From their inception, charter schools in Colorado have always been a bipartisan proposition, and thankfully we continue to occupy that space today. Our most recent polling indicates that by 2-to-1 margins Colorado voters are favorable toward charter schools (53% favorable to 27% unfavorable). This positive opinion of charter schools extends across women (54% favorable to 26% unfavorable), men (52% favorable to 28% unfavorable), and the critical bloc of unaffiliated voters (53% favorable to 30% unfavorable). Look no further than our Democratic Governor Jared Polis – not only a charter school supporter but a founder of two Colorado charter schools himself – for signs that the bipartisan consensus remains intact.

We must remain active, engaged – and together.

But that bipartisan consensus is by no means a guarantee. We’ve seen signs of it eroding nationally and in other states, and there are definite signs of erosion in certain parts of Colorado as well. If we hope for it to last, we not only need to do our part modeling what bipartisanship looks like (remaining part of the collective charter school community, putting aside differences, finding common ground), we also need to ensure we remain active and engaged when it comes to issues impacting our schools and students. One of the hallmarks of charter schools in Colorado is that it’s virtually impossible to find a legislative district without at least one charter school in it. But this seeming advantage is only as beneficial as the degree to which we leverage it. Which means we all – charter leaders, teachers, parents, supporters – need to be much more consistent advocates for our schools and their students.

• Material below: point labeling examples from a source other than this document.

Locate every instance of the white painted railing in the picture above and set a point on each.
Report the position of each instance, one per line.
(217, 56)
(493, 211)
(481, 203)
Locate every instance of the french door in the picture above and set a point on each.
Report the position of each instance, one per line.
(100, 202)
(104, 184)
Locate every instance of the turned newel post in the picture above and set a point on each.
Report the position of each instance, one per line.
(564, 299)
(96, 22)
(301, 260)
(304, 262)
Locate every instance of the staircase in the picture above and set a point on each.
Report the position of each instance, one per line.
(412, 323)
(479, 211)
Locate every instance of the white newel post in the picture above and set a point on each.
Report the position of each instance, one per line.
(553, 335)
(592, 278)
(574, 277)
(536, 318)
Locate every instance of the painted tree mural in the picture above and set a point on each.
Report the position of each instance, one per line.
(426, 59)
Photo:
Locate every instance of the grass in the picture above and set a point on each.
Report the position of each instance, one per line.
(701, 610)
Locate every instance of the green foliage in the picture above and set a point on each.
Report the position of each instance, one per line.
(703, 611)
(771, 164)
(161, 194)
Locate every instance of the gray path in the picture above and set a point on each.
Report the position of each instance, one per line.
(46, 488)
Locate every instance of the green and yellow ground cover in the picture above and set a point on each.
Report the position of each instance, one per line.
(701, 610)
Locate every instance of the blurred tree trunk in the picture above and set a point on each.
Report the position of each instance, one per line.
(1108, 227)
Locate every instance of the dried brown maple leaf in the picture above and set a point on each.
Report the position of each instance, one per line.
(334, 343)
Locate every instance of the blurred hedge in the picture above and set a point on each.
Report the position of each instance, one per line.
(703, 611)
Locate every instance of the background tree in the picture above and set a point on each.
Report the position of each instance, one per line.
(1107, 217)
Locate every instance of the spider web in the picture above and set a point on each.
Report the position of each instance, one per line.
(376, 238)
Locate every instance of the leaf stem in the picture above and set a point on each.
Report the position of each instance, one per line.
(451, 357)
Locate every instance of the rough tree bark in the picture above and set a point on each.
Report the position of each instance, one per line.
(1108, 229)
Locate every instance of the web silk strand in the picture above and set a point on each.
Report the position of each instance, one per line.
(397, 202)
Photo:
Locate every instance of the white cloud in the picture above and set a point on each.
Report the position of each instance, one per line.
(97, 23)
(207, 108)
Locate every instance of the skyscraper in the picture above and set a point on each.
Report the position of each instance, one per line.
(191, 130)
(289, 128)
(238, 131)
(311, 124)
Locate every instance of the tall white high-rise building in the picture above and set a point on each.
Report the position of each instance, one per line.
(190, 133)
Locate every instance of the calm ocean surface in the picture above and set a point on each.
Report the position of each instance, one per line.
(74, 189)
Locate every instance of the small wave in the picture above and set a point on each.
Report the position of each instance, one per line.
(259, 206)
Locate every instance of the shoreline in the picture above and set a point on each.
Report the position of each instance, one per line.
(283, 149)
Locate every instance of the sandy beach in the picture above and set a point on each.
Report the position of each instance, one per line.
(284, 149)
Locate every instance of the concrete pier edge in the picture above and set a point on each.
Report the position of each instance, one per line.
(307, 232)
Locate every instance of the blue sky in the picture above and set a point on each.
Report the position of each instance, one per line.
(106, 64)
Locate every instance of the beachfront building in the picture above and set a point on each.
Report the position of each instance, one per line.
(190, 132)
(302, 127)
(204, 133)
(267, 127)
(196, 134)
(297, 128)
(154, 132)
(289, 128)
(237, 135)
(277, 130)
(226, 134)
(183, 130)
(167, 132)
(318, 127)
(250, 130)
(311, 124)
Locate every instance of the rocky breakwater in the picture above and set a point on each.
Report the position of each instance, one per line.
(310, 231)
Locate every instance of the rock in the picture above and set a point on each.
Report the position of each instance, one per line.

We must address inequities in funding and create a more consistently favorable landscape for high-quality public schools across our state.

When I talk to current and prospective school leaders in Colorado, two of the main barriers to the continued expansion of high-quality schools that I hear most frequently are funding parity and authorizing consistency. Two districts right next to each other can treat charters wildly differently (and unfairly), and schools can be funded at dramatically different levels simply by virtue of whom they’re authorized by. We need equity for students attending schools overseen by our state authorizer (the Colorado Charter School Institute), and we need a more consistent system by which charter authorizing practices are regularly assessed and, if necessary, addressed from one district to the next. Confronting these ongoing challenges – which the League remains intently focused on – is the only way to create the consistency and certainty necessary to foster the continued growth of high-quality schools across Colorado.

We must continue to create high-quality educational options where they are needed most.

Given the myriad challenges that come with operating schools these days (politics, staffing, enrollment, etc.), it can be tempting to look inward and focus solely on the immediate problems in front of one’s own school community. But the unfortunate reality is that, particularly coming out of the pandemic, the needs of students across our state are more pressing and acute than ever. Many Colorado charters have shown that they are able to offer students and families the high-quality educational opportunities they need, particularly in some of our most historically underserved communities. We must continue to rise to this challenge and push for the additional high-quality options our kids deserve. Nothing less than the future of our students and society depends on it.